Why the kitchen is the most important part of your home
Posted on Monday, July 9th, 2018
Historically, a home’s kitchen has served a single, simple purpose: providing a dedicated space for cooking. However, as years have passed, the needs and preferences of homeowners have evolved – and the routine uses of a kitchen with them.
As a result, whereas kitchens were once deemed merely utilitarian, they have since become more communal spaces in which both the home’s residents and visitors may choose to congregate. Below, we detail good reasons why, today, a kitchen can often be considered a home’s main attraction.
Home lifestyles have changed over time
Of course, cooking is an activity that can generate a lot of mess, but you would not want many people to clearly see that mess before it is cleared up. When this is taken into account, you can understand why homeowners of times past liked their kitchens to be both small and relatively isolated.

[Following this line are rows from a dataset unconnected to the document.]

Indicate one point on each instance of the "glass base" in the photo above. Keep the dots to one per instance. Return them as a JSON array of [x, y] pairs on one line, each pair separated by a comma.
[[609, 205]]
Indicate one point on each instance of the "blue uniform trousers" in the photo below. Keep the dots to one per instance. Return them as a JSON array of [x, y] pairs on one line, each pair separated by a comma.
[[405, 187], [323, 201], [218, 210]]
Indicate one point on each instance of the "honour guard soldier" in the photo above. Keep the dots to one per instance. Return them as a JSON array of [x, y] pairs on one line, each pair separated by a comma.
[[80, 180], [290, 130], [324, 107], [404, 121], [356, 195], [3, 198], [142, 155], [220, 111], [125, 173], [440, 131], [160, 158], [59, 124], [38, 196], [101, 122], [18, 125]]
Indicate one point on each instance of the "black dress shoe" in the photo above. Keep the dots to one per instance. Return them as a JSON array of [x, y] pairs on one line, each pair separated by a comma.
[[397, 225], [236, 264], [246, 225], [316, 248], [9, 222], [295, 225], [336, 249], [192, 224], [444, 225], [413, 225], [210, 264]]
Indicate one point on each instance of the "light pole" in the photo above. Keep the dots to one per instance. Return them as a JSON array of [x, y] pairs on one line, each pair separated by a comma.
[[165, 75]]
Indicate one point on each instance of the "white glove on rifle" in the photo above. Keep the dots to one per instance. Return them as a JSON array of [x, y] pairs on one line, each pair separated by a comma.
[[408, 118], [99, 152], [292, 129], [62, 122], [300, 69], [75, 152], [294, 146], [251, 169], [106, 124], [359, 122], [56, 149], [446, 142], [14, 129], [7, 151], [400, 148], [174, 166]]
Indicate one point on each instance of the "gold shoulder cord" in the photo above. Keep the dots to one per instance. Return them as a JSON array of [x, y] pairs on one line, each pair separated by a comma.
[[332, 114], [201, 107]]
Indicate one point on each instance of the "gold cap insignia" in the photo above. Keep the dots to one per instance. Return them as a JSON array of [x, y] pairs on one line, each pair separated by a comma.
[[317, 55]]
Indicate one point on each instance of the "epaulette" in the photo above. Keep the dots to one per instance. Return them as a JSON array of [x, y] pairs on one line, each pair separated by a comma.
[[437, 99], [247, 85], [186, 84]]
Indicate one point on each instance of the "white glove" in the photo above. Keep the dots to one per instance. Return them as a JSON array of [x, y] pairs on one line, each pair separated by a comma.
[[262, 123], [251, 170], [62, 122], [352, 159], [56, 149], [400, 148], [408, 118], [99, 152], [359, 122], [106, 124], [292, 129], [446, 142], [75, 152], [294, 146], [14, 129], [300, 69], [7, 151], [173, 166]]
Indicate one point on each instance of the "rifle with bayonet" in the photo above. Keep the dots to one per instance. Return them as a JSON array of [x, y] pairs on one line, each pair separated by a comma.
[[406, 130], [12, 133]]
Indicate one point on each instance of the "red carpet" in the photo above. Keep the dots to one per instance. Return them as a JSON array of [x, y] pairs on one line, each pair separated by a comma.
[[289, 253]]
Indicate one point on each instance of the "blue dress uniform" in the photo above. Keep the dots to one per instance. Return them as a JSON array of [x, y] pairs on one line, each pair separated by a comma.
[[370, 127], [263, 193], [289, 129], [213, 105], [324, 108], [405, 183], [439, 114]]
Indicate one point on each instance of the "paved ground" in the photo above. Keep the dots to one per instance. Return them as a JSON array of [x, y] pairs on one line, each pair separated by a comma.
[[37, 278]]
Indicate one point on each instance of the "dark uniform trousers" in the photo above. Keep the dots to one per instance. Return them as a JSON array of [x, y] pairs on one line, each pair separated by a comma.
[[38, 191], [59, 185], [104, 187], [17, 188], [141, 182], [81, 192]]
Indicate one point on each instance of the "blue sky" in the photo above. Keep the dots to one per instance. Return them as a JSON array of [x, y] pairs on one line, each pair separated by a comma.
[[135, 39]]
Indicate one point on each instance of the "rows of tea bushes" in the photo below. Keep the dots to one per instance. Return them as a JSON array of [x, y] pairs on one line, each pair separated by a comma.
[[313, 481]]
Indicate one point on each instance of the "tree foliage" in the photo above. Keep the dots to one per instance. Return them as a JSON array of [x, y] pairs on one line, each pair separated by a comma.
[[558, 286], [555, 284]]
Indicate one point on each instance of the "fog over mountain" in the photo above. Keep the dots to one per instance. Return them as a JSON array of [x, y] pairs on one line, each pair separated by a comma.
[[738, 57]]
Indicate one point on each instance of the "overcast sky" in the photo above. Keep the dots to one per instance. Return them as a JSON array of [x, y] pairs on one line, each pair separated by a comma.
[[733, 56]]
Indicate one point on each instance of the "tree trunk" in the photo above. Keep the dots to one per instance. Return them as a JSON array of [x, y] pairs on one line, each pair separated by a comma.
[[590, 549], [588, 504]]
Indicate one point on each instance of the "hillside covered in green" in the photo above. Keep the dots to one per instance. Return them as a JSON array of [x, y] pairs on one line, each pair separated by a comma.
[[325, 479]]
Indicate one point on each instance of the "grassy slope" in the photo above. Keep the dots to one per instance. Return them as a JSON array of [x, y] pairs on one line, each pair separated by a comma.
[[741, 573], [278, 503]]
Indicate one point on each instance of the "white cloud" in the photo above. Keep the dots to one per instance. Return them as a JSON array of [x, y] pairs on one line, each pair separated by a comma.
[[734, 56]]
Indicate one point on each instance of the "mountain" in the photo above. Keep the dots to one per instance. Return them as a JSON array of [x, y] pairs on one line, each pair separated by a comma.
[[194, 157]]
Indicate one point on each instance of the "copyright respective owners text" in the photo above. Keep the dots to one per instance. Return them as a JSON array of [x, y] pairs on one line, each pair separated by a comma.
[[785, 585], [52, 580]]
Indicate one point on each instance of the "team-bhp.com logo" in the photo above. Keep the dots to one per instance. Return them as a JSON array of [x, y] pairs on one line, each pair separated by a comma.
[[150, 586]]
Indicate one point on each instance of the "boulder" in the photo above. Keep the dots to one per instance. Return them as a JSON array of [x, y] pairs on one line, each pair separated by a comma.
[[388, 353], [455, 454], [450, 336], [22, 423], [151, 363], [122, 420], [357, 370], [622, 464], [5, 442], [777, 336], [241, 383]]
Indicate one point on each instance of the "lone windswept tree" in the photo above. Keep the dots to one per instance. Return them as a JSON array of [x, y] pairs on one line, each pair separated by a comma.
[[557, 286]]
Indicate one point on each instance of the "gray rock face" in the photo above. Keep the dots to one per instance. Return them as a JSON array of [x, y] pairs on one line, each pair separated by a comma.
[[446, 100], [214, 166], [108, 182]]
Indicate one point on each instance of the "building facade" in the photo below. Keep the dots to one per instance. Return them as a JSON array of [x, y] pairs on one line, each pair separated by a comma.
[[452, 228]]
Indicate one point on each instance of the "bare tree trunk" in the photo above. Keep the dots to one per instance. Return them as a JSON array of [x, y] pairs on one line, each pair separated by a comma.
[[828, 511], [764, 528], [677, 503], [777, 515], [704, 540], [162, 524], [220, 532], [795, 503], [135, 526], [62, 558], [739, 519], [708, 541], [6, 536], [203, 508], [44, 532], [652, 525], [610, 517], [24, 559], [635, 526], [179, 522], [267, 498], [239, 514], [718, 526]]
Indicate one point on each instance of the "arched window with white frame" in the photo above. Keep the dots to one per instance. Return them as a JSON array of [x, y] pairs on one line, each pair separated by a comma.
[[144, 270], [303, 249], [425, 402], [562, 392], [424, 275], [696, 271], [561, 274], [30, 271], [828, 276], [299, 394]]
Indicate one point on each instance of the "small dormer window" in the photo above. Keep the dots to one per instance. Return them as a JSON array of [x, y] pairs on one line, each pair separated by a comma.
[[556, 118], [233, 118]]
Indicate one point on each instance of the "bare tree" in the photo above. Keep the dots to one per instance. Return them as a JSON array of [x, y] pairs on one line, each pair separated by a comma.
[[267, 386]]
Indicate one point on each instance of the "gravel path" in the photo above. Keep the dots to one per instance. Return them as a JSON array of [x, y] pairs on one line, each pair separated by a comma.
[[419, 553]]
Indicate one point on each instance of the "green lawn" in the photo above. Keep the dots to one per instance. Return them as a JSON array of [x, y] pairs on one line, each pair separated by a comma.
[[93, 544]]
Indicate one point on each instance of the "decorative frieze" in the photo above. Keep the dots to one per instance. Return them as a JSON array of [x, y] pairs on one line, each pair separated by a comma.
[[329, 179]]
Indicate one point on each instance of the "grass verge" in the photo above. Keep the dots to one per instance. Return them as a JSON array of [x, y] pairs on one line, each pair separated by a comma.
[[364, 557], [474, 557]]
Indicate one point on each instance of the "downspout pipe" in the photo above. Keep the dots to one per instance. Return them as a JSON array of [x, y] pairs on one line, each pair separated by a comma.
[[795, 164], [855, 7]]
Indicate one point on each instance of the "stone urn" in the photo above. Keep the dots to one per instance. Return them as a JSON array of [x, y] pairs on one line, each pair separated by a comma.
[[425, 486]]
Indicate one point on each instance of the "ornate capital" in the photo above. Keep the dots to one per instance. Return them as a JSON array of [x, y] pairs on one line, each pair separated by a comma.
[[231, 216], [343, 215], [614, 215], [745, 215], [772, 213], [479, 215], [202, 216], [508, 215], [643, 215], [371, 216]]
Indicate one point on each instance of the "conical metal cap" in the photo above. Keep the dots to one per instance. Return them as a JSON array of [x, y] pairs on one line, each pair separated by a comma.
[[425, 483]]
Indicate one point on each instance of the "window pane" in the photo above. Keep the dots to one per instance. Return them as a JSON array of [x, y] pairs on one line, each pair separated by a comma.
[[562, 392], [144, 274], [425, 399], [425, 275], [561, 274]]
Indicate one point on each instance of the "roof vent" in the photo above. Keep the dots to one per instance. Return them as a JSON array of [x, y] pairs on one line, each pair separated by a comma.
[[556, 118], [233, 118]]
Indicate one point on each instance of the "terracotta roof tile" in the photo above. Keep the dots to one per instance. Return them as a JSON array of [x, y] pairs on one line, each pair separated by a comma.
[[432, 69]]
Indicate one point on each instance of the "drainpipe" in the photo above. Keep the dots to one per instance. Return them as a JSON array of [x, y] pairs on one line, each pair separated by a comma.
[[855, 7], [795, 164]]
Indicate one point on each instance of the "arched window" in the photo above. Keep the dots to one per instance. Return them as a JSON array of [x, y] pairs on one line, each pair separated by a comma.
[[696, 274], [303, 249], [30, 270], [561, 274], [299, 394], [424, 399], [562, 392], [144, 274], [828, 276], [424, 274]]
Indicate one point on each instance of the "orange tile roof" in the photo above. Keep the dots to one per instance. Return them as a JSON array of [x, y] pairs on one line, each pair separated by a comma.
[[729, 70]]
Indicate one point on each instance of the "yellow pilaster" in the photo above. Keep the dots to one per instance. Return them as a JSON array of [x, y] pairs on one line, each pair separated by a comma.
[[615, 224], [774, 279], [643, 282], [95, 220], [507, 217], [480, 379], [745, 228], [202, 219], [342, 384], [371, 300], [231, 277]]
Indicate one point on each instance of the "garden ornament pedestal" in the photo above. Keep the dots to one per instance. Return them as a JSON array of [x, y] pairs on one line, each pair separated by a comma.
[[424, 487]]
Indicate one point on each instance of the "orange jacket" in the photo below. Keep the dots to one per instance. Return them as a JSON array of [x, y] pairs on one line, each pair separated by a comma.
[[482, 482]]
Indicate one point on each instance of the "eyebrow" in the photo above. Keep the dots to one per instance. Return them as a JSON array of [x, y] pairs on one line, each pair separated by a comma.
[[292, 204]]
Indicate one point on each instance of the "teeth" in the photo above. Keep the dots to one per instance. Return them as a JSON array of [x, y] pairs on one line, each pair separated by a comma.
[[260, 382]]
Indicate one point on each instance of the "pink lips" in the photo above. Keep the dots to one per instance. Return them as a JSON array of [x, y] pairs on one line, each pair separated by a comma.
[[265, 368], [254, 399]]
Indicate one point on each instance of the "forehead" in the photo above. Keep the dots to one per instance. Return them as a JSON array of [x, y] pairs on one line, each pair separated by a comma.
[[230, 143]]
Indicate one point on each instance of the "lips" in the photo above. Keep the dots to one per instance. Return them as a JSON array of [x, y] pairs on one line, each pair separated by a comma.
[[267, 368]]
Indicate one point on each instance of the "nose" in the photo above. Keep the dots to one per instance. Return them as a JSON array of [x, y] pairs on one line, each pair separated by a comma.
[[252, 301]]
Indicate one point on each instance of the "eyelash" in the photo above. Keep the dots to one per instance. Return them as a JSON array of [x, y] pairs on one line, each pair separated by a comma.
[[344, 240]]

If you buy a period property today, you might still see such a kitchen. However, your thoughts could soon turn to renovating or expanding it, as this part of the home could often seem too cramped or poorly-equipped for the purposes to which you would like to put it.
Has the kitchen become the new living room?
One longstanding tradition of residential life has been making food in the kitchen but eating it in a separate dining or living space. However, this was back in the age of the “family meal”, which holds much less sway in the current generation due to our significantly busier lifestyles.
So, whereas the family might have traditionally met up in the dining room come the day’s end, they might now prefer to eat their food sooner after making it. Freshome notes that kitchens have changed to feature large tables and islands letting people easily both enter and leave the space.
How might you tinker with your kitchen in the future?
Improving your kitchen now could pay dividends for when you later decide to sell your home. Ideal Home reports the estimation that a new kitchen could improve the average property’s value by 4% to 7%. However, you might feel that smaller-scale changes could suffice for your current kitchen.
You might, for example, favour adding new paint, accessories and appliances to your kitchen as a way of helping to increase the chances of a sale.